Se só existisse o gnosticismo
na sociedade ocidental, o movimento em direção à esquerda seria irresistível
por pertencer à lógica da imanentizaçâo, já tendo-se consumado há muito tempo.
No entanto, o fato é que as grandes revoluções ocidentais do passado, após sua
lógica guinada para a esquerda, retornaram a uma ordem pública que refletia o
equilíbrio das forças sociais no momento, juntamente com seus interesses
econômicos e tradições civilizacionais.
O receio ou a esperança,
dependendo do caso, de que as revoluções ”parciais” do passado serão seguidas
pela revolução ”radical” e pelo estabelecimento do reino final baseia-se na premissa
de que as tradições da sociedade ocidental estão agora suficientemente
arruinadas e que as famosas massas estão prontas para dar o bote fatal.
Por conseguinte, a dinâmica do
gnosticismo desenvolve-se ao longo de duas linhas.

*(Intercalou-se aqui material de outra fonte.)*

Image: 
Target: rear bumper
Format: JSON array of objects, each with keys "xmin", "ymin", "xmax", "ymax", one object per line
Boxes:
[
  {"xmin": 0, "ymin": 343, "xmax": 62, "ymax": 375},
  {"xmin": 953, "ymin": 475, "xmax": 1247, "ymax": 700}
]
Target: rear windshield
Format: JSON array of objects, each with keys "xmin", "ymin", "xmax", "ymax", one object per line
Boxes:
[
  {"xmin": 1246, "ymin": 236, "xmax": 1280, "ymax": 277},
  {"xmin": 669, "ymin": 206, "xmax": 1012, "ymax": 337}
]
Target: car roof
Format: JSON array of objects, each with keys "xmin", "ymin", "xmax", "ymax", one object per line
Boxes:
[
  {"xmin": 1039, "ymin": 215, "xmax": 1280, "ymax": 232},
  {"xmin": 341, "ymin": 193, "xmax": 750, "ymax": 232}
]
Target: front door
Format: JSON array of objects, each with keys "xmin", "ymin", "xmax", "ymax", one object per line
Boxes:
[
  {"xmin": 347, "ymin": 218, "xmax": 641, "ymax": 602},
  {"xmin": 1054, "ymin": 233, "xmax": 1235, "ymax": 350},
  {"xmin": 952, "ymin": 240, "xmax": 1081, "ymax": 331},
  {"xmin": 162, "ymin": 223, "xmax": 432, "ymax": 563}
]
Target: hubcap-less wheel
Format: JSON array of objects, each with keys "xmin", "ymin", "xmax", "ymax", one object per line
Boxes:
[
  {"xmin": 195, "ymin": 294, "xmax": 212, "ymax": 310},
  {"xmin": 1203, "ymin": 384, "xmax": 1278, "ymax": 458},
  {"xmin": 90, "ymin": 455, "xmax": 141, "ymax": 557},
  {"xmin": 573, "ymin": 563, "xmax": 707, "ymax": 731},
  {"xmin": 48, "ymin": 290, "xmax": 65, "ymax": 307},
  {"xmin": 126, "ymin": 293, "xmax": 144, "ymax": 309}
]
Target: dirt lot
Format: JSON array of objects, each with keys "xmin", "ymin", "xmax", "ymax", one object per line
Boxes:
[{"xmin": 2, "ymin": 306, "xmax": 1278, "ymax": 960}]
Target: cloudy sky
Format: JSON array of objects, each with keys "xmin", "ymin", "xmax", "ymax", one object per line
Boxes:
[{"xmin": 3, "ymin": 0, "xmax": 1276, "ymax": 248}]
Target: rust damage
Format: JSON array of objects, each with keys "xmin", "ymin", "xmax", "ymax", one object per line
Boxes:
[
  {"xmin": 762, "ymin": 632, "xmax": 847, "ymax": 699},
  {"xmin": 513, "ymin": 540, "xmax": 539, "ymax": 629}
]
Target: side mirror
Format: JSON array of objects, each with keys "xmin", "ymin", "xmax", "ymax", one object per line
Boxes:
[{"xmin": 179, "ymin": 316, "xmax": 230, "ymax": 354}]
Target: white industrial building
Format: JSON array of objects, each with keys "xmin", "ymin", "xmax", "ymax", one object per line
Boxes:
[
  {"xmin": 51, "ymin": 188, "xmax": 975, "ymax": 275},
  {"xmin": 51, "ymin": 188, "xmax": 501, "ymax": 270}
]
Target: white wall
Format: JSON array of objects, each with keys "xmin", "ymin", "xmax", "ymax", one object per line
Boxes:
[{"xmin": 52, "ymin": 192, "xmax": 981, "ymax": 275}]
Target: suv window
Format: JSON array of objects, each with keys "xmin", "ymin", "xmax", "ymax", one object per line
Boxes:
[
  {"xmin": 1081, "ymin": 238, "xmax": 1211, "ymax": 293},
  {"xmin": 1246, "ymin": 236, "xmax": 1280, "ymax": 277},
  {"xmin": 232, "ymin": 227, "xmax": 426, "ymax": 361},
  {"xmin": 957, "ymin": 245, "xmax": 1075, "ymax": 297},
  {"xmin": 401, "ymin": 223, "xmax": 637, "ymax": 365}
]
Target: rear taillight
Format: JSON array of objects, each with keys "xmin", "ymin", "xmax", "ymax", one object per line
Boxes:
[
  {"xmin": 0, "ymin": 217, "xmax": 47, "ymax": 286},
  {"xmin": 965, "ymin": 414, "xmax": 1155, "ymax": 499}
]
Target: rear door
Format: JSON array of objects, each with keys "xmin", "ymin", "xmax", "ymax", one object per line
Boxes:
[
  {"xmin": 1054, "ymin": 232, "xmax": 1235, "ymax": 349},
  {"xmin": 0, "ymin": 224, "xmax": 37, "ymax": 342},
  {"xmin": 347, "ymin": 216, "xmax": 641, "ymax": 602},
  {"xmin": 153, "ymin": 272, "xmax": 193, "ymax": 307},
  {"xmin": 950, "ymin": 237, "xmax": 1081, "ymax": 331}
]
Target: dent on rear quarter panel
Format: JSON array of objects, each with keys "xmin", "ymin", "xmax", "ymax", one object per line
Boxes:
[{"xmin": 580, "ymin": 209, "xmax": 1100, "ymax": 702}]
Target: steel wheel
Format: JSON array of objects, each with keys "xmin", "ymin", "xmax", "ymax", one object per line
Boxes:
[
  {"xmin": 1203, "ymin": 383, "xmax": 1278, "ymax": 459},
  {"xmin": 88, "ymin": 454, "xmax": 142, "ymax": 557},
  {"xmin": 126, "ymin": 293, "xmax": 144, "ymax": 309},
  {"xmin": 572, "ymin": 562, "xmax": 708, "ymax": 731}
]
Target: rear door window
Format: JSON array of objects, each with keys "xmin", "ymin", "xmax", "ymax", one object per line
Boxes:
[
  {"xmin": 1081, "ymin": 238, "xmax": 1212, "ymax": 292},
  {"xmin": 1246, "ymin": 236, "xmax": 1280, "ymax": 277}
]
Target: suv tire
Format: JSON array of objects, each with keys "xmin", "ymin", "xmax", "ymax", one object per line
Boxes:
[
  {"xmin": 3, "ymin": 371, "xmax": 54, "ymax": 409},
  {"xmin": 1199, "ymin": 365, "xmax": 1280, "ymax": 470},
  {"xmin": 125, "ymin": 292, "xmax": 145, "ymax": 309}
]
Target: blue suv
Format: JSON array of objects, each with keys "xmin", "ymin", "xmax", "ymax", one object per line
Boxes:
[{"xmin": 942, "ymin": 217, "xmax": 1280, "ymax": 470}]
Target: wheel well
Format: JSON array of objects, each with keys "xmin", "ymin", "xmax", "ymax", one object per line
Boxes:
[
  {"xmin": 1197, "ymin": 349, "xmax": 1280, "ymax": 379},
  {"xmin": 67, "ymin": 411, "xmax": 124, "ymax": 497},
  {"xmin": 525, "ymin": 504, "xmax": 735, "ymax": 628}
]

Na dimensão da profundidade
histórica, o gnosticismo move-se da imanentização parcial dos meados da Idade
Média para a imanentização radical da atualidade. E, com cada onda e erupção
revolucionária, ele se move da direita para a esquerda. Entretanto, a tese de
que essas duas linhas da dinâmica devem agora encontrar-se de acordo com sua
lógica interna, de que a sociedade ocidental está madura para cair no
comunismo, de que o curso da história ocidental é determinado pela lógica de
sua modernidade e por nada mais — essa tese é uma instância impertinente da
propaganda gnóstica no que ela tem de mais tolo e corrupto, nada tendo a ver
certamente com o estudo crítico da política.
Contra essa tese cabe apontar
diversos fatos hoje obscurecidos porque o debate está dominado por clichês
liberais. Em primeiro lugar, o movimento comunista na própria sociedade
ocidental, onde quer que tenha tido de depender apenas de seu apelo de massas
sem a ajuda do governo soviético, não chegou a nada.
O único movimento gnóstico
ativista que alcançou um grau notável de sucesso foi o movimento
nacional-socialista, em base nacional limitada; e a natureza suicida desse êxito
ativista é amplamente testemunhada pela abominável corrupção interna do regime
enquanto durou e pelas ruínas das cidades alemãs.
Em segundo lugar, a situação
atual do Ocidente diante do perigo soviético, na medida em que decorre da
criação do vácuo de poder anteriormente descrito, não se deve ao comunismo. O vácuo
de poder foi criado livremente pelos governos democráticos ocidentais, do alto
de uma vitória militar, sem sofrer a pressão de ninguém.
Em terceiro lugar, o fato de
que a União Soviética seja uma grande potência em expansão no continente
europeu nada tem a ver com o comunismo. A extensão atual do império soviético,
englobando as nações satélites, corresponde em linhas gerais ao programa de um
império eslavo sob hegemonia russa, tal como proposto, por exemplo, por Bakunin
a Nicolau I. É perfeitamente concebível que um império hegemônico russo não
comunista tivesse hoje as mesmas dimensões do império soviético, constituindo
perigo ainda maior pela possibilidade de estar mais solidamente consolidado. Em
quarto lugar, o império soviético, conquanto seja uma potência formidável, não põe
em perigo a Europa Ocidental ao nível da forma material.
Estatísticas elementares mostram
que a força de trabalho, os recursos naturais e o potencial industrial da
Europa Ocidental são comparáveis a qualquer força que o império soviético possa
reunir — sem contar com nosso próprio poder nos bastidores. O perigo nasce estritamente
do particularismo nacional e da paralisante confusão moral e intelectual.
Assim, o problema do perigo
comunista recai sobre o problema da paralisia ocidental e da política autodestruitiva
gerada pelo sonho gnóstico. As passagens citadas acima mostram a fonte da
dificuldade. O risco de derrapar da direita para a esquerda é inerente à
natureza do sonho; na medida em que o comunismo é um tipo mais radical e
consistente de imanentizaçăo do que o progressivismo ou o utopismo social, tem
a seu favor a logigue du coeur.
As sociedades ocidentais
gnósticas encontram-se num estado de paralisia intelectual e emocionaI porque não
é possível empreender qualquer crítica fundamental do gnosticismo esquerdista
sem arrancar o gnosticismo de direita de seu curso. No entanto, as grandes revoluções
experienciais e intelectuais são lentas e exigem a passagem pelo menos de uma geração.
Não se pode ir além da formulação
das condições do problema. Haverá um perigo comunista latente, nas mais favoráveis
condições externas, enquanto forem estigmatizados como ”reacionários” o
reconhecimento da estrutura da realidade, o cultivo das virtudes da sophia
e da prudentia, a disciplina do intelecto c o desenvolvimento da cultura
teórica e da vida do espírito ; enquanto o desrespeito pela estrutura da
realidade, a ignorância dos fatos, a construção falaciosa e a falsificação da
história, o opinar irresponsável com base em convicções sinceras, o
analfabetismo filosófico, o embotamento espiritual e a sofisticação agnóstica
torem consideradas virtudes do homem, cuja posse abre as portas ao êxito público.
Em suma, enquanto civilização for reação, e insanidade moral for progresso.